Perkembangan ilmu Falak di Indonesia tidak selalu bersifat linier antara perkembangan sains dengan realita yang terjadi pada masa itu. Dengan asumsi bahwa pada pertengahan abad ke-20 metode hisab Hakiki Tahqiqi akan berkembang dengan pesat menggantikan teori lama yang telah gugur secara ilmiah; dan metode hisab Hakiki Taqribi mulai ditinggalkan orang. Tapi kenyataannya tidak seperti demikian. Metode hisab Hakiki Taqribi tetap memiliki pengikut fanatiknya bahkan sampai dengan sekarang ini. Misalnya menurut mengklasifikasian yang dilakukan Departemen Agama dinyatakan bahwa Perhitungan kitabSullam an-Nayyirain ini termasuk hakiki taqribi, tingkat akurasi rendah dan terkadang hasil perhitungannya berbeda dengan kenyataan di lapangan, anehnya lagi eksistensinya masih diakui oleh Departemen Agama. Karena hasil perhitungannya masih digunakan sebagai pertimbangan sidang penetapan awal bulan Kamariah Departemen Agama. Untuk memahami permasalahan  ini, tentu diperlukan penjelasan, argumentasi, dan pendapat lebih mendalam para ahli hisab rukyah di balik eksisnya perhitungan awal bulan Kamariah menggunakan sistem hisab rukyah kitab Sullam an-Nayyirainini[4]. Menurut penganut sistem ini, metode Sullam an-Nayyirain adalah  hasil ijtihad Manshur al-Batawi; al-ijtihad la yanqudhu bi ijtihad.

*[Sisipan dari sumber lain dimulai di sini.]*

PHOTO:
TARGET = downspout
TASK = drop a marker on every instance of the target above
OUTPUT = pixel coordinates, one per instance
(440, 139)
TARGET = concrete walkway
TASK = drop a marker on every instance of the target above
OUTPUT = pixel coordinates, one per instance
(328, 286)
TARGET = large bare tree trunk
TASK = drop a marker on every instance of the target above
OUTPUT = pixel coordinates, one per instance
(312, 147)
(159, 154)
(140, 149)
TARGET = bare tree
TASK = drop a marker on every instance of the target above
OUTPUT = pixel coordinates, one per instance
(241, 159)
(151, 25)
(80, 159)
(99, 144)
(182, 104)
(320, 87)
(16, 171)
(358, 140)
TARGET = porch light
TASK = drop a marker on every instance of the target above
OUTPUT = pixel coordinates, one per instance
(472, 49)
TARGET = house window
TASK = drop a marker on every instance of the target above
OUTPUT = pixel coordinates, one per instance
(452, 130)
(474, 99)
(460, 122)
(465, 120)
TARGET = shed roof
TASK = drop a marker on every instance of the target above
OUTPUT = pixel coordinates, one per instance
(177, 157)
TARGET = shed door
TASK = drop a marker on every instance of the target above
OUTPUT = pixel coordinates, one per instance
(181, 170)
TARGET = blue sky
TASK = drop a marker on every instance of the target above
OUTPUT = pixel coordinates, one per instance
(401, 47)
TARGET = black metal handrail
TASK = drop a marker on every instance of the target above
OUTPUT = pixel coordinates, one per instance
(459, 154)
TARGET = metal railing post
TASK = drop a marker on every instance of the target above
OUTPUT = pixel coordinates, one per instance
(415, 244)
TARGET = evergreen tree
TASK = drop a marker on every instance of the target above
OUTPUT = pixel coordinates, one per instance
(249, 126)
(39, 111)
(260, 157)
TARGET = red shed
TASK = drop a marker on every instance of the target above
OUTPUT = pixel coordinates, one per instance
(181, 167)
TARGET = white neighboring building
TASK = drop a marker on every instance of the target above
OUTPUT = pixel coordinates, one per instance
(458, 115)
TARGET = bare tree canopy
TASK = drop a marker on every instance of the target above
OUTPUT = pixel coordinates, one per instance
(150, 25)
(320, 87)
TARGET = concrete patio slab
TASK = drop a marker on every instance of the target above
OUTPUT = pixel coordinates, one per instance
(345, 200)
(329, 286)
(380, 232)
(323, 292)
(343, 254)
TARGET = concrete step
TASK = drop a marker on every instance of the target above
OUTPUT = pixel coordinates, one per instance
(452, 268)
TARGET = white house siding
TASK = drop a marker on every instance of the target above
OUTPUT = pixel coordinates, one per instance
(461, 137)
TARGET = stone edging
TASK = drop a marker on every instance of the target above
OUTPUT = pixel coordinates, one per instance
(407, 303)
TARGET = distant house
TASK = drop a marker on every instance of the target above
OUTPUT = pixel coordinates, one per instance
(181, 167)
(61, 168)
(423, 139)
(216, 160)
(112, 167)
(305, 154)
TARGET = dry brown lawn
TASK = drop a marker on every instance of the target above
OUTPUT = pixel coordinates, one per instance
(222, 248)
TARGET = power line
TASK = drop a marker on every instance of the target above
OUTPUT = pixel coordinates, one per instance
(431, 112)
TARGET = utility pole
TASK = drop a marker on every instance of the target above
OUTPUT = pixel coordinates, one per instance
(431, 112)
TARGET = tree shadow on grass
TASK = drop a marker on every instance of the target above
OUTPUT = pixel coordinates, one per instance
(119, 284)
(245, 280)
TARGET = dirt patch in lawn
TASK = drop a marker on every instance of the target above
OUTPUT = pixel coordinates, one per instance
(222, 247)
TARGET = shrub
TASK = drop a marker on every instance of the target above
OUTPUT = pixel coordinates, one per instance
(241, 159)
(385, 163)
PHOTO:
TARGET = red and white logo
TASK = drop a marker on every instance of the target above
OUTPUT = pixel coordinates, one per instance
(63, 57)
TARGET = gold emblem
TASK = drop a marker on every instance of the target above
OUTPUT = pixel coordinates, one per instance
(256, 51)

2.      Prolematika Pengklasifikasian Metode Hisab
Sebagai kajian yang berkaitan dengan persoalan aliran dan pola pemikiran (paradigma), perlu kira ditinjau aliran hisab yang ada. Dalam pengklasifikasian ini setidaknya terdapat dua permasalahan:
a.  Nama aliran yang digunakan cukup beragam, yang biasa digunakan antara lain urfi, hisab hakiki, hisab imakanur rukyat, dan hisab astronomi.
b.  Masalah lain yang timbul dari pengklasifikasian tersebut adalah perbedaan-perbedaan definisi. Akibatnya timbul penilaian yang beragam terhadap masing-masing aliran, ( misalnya tingkat keakurasian sistem hisab dari masing-masing pembagian tersebut. Depag menggunakan pembagian hisab Urfi dan Hisab Hakiki. Lalu Hisab Hakiki diklasifikasikan menjadi 1). Hisab Hakiki Taqribi yang dinyatakan tingkat akurasinya rendah,  2). Hisab Hakiki Tahqiqi yang tingkat akurasinya sedang, dan 3). Hisab Hakiki Kontemporer yang tikat akurasinya tinggi.

Perlu juga kiranya permasalahan ini didekati dengan pendekatan historical knowledge (latar belakang perkembangan ilmu pengetahuan). Pendekatan ini dalam kerangka memposisikan suatu metode hisab secara porposional dalam pemetaan ilmu Falak di Indonesia. Sehingga kita akan memposisikannya sesuai dengan perkembangan ilmu Falak pada saat itu dan menjawab persoalan umat pada masanya. Bukan secara serta menyatakan penyejajaran ataupun  hanya melihat ketertinggalannya dari perkembangan ilmu Hisab Hakiki Kontemporer.